What if your doctor couldn’t even wash her hands before examining you?
During countless visits to maternity wards without safe water, what I hear time and again are stories of trepidation — women who fear the very worst for themselves and their newborns. Vitumbiko, 25, had heard stories about women dying during childbirth at her local clinic in Malawi. She didn’t tell anyone how worried she was when the contractions started.
Mothers-to-be like her sometimes have to walk 20km to their nearest health centre to give birth. Seven in 10 women in the country report at least one problem in accessing healthcare and, for more than half, it’s distance, according to the latest demographic and health survey.
When women finally do arrive, they can find maternity wards overcrowded — an ideal environment for bedbugs. With a lack of beds, women suffer the added indignity of having to lie on the floors.
And without electricity, nightfall brings darkness.
Women are left to make do in what can be extreme discomfort until they give birth.
Giving birth at a healthcare facility without access to water brings a whole new, shocking set of challenges.
More than two billion people still lacked access to safe drinking water as of 2015, a 2017 World Health Organisation (WHO) report shows. The same can be said for almost four out of 10 health facilities in low- and middle-income countries, 2015 WHO statistics reveal.
Last year, the reality of these statistics was brought to life for me. Along with a handful of other female executives, I spent the night at the Chinguluwe Health Centre in Ntchisi District about two hours’ drive north of the capital Lilongwe. We wanted to see the challenges that mothers like Vitumbiko face every day.
Almost 90% of nursing posts in the district are unfilled, government officials say. Meanwhile, health centres that see more than 200 patients each day make do with just one midwife and one doctor. Their jobs are 24/7.
Meanwhile, health facilities grapple with intermittent electricity cuts and, during my stay, I saw this first-hand when the hospital was subjected to a 12-hour blackout.
Some facilities have back-up generators, but cannot always afford to turn them on.
Midwives deliver babies with the dim light of a head torch, substituting precision for urgency.
A 2014 survey of more than 1 000 health facilities that had access to water showed that only half had adequate hygiene standards and even fewer reported decent sanitation, the 2015 WHO report shows.
It is no wonder that infections march through these wards with terrible results.

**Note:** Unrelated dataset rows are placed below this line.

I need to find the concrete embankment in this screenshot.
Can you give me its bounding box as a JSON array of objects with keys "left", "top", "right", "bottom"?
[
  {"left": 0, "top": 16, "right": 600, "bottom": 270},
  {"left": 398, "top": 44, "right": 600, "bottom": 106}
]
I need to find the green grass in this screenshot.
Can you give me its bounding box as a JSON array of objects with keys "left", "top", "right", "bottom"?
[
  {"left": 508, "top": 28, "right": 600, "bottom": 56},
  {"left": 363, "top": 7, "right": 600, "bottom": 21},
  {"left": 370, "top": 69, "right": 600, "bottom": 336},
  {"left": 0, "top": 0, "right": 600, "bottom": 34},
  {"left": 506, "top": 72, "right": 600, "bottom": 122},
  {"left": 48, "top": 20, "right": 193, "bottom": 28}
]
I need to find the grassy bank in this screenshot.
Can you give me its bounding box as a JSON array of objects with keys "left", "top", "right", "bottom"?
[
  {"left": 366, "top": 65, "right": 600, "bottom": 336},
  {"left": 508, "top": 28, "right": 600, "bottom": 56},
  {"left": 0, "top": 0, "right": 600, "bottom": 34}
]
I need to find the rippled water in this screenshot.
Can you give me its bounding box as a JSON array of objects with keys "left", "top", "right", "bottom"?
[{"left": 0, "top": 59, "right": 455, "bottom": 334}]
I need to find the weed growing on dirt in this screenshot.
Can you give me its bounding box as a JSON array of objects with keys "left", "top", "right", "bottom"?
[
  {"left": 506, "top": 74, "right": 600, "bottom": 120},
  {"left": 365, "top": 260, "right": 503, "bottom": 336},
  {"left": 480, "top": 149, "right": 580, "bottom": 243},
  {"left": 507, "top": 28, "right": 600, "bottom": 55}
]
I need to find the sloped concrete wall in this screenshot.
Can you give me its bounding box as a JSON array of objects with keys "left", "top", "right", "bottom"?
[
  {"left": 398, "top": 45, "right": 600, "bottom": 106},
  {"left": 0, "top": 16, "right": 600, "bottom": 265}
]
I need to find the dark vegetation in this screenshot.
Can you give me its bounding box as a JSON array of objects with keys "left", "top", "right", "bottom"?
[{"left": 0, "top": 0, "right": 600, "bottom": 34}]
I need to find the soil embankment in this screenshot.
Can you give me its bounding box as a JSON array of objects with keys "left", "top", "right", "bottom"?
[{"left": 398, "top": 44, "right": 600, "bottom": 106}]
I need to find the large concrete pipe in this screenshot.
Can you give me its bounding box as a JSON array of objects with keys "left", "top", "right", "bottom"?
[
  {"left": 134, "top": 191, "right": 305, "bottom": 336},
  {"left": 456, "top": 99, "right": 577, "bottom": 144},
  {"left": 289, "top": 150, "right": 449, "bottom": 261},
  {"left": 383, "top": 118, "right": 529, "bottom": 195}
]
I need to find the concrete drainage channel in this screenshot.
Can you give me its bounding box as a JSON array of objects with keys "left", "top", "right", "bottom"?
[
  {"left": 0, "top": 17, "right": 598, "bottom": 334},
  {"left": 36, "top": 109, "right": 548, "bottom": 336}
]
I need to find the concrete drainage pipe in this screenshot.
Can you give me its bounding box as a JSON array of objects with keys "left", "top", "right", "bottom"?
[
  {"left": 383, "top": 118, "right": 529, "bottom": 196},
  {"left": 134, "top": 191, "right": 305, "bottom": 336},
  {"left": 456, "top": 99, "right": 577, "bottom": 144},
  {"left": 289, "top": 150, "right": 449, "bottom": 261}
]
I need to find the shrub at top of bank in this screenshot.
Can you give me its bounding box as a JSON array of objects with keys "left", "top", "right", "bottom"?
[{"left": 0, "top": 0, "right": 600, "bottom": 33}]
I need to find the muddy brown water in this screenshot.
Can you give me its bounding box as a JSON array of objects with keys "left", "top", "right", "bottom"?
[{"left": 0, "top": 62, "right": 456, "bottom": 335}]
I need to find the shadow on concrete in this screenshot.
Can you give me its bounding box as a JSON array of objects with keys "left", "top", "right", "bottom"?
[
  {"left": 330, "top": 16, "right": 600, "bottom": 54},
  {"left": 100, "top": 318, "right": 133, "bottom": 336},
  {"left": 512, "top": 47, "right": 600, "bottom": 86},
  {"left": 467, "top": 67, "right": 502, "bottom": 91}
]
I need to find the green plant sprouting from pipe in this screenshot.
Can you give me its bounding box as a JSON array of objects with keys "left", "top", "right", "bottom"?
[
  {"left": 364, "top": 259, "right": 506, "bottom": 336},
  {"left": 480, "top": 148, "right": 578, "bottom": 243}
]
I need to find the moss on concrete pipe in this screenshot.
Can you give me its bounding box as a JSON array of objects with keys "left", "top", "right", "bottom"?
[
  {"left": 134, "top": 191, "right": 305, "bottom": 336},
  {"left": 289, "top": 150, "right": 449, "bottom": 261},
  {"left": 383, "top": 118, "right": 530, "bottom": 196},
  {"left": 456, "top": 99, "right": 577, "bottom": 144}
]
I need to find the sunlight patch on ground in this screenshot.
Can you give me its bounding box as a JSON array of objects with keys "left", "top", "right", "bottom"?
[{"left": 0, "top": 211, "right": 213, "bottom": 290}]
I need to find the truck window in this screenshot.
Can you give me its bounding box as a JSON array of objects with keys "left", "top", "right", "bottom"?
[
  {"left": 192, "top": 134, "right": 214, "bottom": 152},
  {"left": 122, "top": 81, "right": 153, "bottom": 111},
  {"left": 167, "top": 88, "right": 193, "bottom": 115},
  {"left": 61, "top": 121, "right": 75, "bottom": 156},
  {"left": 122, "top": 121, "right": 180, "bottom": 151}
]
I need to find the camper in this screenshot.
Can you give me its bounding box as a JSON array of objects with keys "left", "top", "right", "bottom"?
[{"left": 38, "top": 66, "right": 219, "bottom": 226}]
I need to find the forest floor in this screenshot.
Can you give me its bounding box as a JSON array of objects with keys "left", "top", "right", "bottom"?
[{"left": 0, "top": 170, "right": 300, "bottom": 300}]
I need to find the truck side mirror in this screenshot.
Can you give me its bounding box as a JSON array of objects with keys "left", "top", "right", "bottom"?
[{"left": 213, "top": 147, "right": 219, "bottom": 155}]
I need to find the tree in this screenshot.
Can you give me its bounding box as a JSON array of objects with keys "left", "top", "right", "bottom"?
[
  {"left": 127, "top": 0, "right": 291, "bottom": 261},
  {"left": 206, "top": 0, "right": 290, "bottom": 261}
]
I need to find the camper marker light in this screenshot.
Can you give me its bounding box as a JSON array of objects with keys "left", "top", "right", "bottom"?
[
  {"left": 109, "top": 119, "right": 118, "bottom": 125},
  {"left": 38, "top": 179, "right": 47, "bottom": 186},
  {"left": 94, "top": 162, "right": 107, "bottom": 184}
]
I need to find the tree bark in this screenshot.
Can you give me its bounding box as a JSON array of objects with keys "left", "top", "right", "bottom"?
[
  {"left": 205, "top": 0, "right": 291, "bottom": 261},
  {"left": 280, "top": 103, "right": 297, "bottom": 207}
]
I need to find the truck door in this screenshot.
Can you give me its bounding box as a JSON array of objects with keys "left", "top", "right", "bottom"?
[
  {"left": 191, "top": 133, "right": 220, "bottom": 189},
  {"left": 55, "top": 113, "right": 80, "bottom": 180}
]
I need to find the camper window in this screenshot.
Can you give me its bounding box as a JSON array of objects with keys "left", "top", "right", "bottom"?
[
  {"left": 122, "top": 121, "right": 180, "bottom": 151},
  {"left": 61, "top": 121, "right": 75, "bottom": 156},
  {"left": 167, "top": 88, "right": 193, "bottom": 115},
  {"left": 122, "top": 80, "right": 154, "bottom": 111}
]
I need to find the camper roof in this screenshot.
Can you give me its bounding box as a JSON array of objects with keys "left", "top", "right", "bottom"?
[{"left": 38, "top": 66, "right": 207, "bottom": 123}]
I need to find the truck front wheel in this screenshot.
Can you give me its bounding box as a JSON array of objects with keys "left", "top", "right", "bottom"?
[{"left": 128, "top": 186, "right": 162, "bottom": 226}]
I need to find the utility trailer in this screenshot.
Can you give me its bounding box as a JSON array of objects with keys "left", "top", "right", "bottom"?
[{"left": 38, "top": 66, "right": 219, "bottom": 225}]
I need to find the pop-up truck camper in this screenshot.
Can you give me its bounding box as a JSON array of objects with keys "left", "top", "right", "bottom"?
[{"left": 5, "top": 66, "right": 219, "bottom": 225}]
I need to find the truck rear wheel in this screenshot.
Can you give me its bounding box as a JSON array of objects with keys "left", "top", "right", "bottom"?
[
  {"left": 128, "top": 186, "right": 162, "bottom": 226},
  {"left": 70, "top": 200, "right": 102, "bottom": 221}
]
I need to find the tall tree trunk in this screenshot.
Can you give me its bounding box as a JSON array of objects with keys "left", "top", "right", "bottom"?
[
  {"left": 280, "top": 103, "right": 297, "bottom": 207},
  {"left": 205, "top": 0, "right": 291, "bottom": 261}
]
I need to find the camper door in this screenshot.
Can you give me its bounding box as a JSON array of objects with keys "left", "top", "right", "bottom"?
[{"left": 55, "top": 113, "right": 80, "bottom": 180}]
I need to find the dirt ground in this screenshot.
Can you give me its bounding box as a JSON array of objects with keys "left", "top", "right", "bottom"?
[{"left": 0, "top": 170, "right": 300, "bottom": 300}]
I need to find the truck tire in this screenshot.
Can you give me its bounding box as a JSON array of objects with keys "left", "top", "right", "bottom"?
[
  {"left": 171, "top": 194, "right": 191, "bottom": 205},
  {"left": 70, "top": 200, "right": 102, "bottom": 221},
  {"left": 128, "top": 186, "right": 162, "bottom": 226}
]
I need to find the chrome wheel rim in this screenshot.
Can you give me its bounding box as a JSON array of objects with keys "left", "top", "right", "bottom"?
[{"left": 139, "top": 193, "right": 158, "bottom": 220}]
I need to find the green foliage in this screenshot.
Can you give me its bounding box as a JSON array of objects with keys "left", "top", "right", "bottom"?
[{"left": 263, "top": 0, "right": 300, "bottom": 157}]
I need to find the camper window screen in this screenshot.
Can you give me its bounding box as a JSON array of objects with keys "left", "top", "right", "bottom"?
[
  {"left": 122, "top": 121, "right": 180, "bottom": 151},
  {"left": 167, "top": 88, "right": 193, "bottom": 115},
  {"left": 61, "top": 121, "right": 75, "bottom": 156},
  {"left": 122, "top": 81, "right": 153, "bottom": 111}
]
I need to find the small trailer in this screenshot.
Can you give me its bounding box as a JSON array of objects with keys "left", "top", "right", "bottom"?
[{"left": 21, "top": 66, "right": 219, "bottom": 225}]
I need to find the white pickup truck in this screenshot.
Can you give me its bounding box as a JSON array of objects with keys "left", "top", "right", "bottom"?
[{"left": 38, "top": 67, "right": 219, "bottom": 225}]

Without clean water, decent toilets and good hygiene, it’s impossible for medical staff to deliver quality care, putting the lives of patients in danger and contributing to the spread of diseases and the rise of drug-resistant infections as more antibiotics are needed to battle infections that good hygiene might have prevented. When staff are unable to keep the environment, their equipment or even their hands clean, vulnerable people are put at unnecessary risk.
Vitumbiko had a right to be worried.
In Malawi, 634 women die during or after birth for every 100 000 babies born alive, 2015 Unicef statistics reveal.
For every 1 000 live births, 63 babies won’t make it to their fifth birthday, the demographic health survey shows. Unicef figures show that almost 10% of these deaths are because of diarrhoeal disease, which is in part caused by poor water and sanitation.
Giving birth in an unsafe and dirty healthcare facility prevents mothers from being able to experience fully the joy of bringing a child into the world.
Their fear for the future is justified. We cannot expect healthcare facilities without adequate water, sanitation and hygiene to provide health services that will keep patients safe.
This week, the executive board of the WHO meets in Geneva to set the agenda for their annual meeting in May and to decide whether they put basic access to water for health facilities on the agenda.
If they do, they could adopt a resolution that says every clinic and hospital should have adequate water, sanitation and hygiene. It — and funding to match it — would be long overdue.
Vitumbiko’s baby arrived safely and well. Now the world has a chance to help to ensure other mothers can say the same.